Wednesday, May 20, 2020

I've been saying all along the efforts to reduce COVID exposure are Constitutional: The Pacific Legal Foundation agrees with me.

More and more legal experts are speaking out on the Constitutionality of quarantine efforts to keep the Wuhan Flu in check...

My research indicated as much; the Supreme Court decision in Jacobson v. Massachusetts (1905) pretty much laid it out.

But along comes the Pacific Legal Foundation, a conservative legal group that has repeatedly fought for and won on conservative rights issues.

Here's their take:

Are quarantine orders constitutional?

April 10, 2020 I By MARK MILLER

The question on many minds during our time of quarantine: How far can state government officials go in curtailing constitutional rights like the freedom of association, free exercise of religion, and right to travel among and between the states, in service to public safety by reducing the spread of the coronavirus?
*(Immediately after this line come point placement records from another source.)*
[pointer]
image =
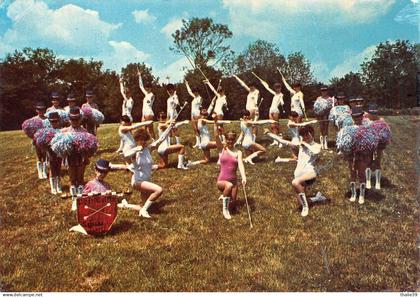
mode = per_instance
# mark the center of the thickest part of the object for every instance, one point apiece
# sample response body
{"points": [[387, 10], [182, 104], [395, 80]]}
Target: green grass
{"points": [[188, 246]]}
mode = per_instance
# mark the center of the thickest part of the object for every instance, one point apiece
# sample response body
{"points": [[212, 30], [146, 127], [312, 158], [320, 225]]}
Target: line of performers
{"points": [[137, 141]]}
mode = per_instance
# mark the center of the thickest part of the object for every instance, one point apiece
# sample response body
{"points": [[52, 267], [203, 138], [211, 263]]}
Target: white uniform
{"points": [[196, 106], [306, 159], [247, 132], [127, 108], [127, 142], [277, 100], [220, 102], [148, 105], [252, 100], [294, 132], [171, 105], [142, 166], [204, 134], [165, 144]]}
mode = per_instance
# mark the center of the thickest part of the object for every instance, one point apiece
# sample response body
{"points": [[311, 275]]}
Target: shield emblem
{"points": [[97, 213]]}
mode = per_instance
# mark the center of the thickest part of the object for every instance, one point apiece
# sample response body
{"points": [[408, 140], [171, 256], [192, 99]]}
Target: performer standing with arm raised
{"points": [[148, 100]]}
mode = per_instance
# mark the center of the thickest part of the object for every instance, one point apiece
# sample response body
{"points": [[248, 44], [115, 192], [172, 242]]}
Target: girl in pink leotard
{"points": [[230, 160]]}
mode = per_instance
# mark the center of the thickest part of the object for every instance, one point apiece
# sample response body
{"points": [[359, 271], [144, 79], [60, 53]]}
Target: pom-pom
{"points": [[365, 140], [344, 140], [322, 106], [85, 143], [97, 116], [30, 126], [86, 110], [62, 144], [383, 131], [44, 136]]}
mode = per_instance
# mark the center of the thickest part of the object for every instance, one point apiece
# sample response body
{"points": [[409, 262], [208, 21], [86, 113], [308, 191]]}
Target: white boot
{"points": [[225, 211], [378, 179], [353, 192], [58, 185], [53, 185], [181, 162], [362, 193], [73, 193], [44, 170], [143, 211], [304, 203], [39, 168], [197, 141], [368, 173]]}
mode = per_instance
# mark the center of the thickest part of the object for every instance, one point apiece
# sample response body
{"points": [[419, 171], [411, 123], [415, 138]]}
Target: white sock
{"points": [[180, 160], [147, 204]]}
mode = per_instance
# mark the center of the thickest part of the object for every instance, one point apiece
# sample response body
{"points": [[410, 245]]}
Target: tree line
{"points": [[30, 75]]}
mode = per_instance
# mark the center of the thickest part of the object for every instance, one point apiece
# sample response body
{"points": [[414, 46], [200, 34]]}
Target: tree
{"points": [[390, 75], [298, 69], [201, 41]]}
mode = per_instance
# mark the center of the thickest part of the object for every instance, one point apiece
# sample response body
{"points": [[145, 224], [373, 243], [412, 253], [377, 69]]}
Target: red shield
{"points": [[96, 214]]}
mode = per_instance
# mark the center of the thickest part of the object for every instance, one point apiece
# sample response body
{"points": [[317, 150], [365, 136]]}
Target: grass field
{"points": [[188, 246]]}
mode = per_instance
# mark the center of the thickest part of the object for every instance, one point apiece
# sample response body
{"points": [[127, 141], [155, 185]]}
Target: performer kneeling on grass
{"points": [[206, 145], [195, 111], [142, 168], [124, 131], [165, 148], [305, 172], [230, 159], [252, 149], [76, 161], [55, 161]]}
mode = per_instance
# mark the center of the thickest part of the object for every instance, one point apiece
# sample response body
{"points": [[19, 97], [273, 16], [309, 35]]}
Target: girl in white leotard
{"points": [[142, 167], [252, 149], [148, 100], [206, 144], [305, 172], [165, 148], [196, 104]]}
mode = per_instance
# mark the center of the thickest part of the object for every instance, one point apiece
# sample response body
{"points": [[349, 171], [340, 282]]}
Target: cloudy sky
{"points": [[335, 35]]}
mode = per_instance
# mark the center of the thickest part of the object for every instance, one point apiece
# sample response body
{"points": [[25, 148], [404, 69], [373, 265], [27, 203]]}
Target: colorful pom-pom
{"points": [[62, 144], [322, 106]]}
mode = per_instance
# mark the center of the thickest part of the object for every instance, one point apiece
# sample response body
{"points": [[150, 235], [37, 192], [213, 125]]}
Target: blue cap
{"points": [[356, 112], [102, 165]]}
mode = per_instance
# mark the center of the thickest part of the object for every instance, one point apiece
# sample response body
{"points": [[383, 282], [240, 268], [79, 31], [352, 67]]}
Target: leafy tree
{"points": [[390, 75], [201, 41]]}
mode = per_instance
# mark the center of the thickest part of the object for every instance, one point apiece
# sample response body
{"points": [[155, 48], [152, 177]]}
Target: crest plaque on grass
{"points": [[97, 214]]}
The courts have been there, done that, and the answer is, “quite far.”

This is not the first time our country has faced a life-threatening epidemic. Our Founding Fathers saw mass death due to the mosquito-borne Yellow Fever on a nearly year-in, year-out basis in the 1790s and the decades that followed.

They did not know that the fever was mosquito-borne, and that their efforts to quarantine would not “flatten the curve.” They simply knew the fever took lives indiscriminately. And so they quarantined. In 1798 conditions became so bad that the governor of Pennsylvania banned travel between Philadelphia and New York.

The most significant early decision from the U.S. Supreme Court to mention the state power to quarantine occurs in an 1824 case known as Gibbons v. Ogden. Considered a landmark decision on the federal power to regulate commerce on the interstate waters, Chief Justice John Marshall — our greatest chief justice; the competition is only for second — explained that one of the powers the state possessed was the power to quarantine.

This was not controversial; as Marshall put it, the power to quarantine was seen as a power “flowing from the acknowledged power of a State to provide for the health of its citizens.”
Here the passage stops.